Pulse oximetry is a common monitoring technology that several facilities have successfully implemented in the care of patients receiving opioids, says Dr. Frederickson:
“[T]here have been studies that have shown that continuous pulse oximetry, as part of a comprehensive monitoring program, that includes monitoring of vital signs and nurse monitoring of sedation, has decreased the rate of unexpected transfers to the ICU or decreased the need for rescue medications.”
#3. Recognize that pulse oximeters are a late marker of respiratory failure
However, in particular with the case of supplemental oxygen administration, the signs of respiratory depression can only be recognized in its later stages:
“Certainly, the limitation that we just talked about – decreased oxygen saturation tends to be a late marker of respiratory failure, not an early marker.”

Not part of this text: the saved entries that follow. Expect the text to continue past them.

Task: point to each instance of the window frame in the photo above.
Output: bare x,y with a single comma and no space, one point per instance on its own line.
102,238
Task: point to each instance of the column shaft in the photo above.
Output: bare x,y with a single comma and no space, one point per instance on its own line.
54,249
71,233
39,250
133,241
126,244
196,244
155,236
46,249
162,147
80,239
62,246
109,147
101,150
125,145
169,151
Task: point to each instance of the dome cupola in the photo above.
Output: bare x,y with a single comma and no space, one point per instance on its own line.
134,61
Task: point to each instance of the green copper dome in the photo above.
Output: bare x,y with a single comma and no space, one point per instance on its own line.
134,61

#4. Monitoring with capnography provides an earlier warning of respiratory distress
Capnography can provide an earlier warning of respiratory distress, most notably for patients with the highest risk profiles, such as those with obstructive sleep apnea, which Dr. Frederickson discussed in detail during part one of his interview. In the second part of the interview, Dr. Frederickson said that there are great benefits to monitoring patients with capnography:
“[I]t gets at more of the early warning signs of respiratory depression and respiratory failure. It approximates that minute ventilation that we talked about, by looking at the approximation of end tidal CO2 and kind of continuously monitoring the respiratory rate. So, it does give you a little bit of an insight – more of an insight than pulse oximetry would to what’s happening in terms of early warning for impending respiratory failure.”
Dr. Frederickson notes that in addition to the benefits, clinicians monitoring with capnography should pay attention to the patient’s trends, and not necessarily the specific number:
“Trends and end tidal CO2 tend to be much more important than absolute numbers, and that’s harder to monitor a trend than it is an absolute number.”

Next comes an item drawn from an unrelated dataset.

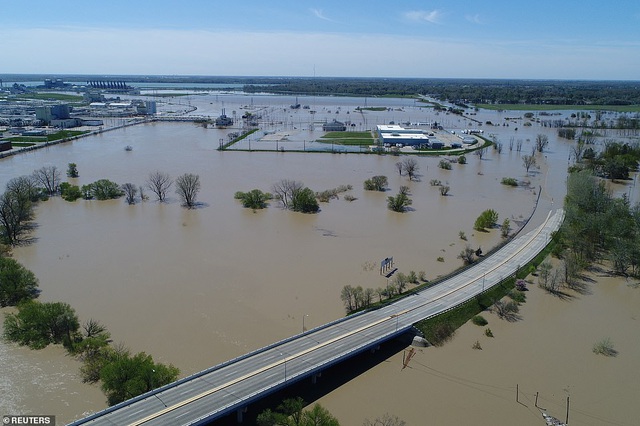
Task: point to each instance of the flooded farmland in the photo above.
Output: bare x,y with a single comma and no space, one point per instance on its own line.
197,287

#5. Understand the 3 critical patterns of unexpected hospital deaths and how to intervene
Dr. Frederickson ends the interview by talking about what studies have revealed about three clinical patterns of unexpected hospital deaths. Most importantly, he emphasizes that opioids can play a part in all three patterns, with overlapping mechanisms of action:
1. Tissue injury
“This could be trauma, or congestive heart failure, sepsis, pulmonary embolism – any of those types of medical or trauma type insults that cause tissue injury because the resulting underlying physiologic disturbance tends to be metabolic acidosis.So, what we see when we look and monitor vital signs and so on is an increased respiratory rate – tachypnea. And, that’s really a compensatory mechanism in these folks with the type one potential respiratory failure.”

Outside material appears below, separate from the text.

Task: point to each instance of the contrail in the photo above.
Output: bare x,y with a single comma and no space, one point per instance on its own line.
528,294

“This tends to be associated with a lower respiratory rate, decreased minute ventilation, and the slow increase in end tidal CO2. This can happen over a fairly short period of time – fifteen minutes – but, it can also happen over hours. What happens is eventually – as the end tidal CO2 or the partial pressure of carbon dioxide increases, and the patient’s ability to compensate again is lost – and respiratory arrest ensues and that’s what causes the patient’s death.“
3. Sleep Apnea
“When you add a sedating medication such as an opioid into that mix, the patient’s ability to depend on arousal and to keep the respiratory mechanisms in place is impaired. And, that’s when the partial pressure of carbon dioxide continues to go up, oxygen saturation precipitously falls, and this patient – from the period of time when they no longer arouse themselves, when they no longer wake up to respiratory failure – it’s literally just a matter of minutes.”
We hope that you’ve enjoyed this two-part interview with Dr. Thomas Frederickson, lead author of the RADEO guide.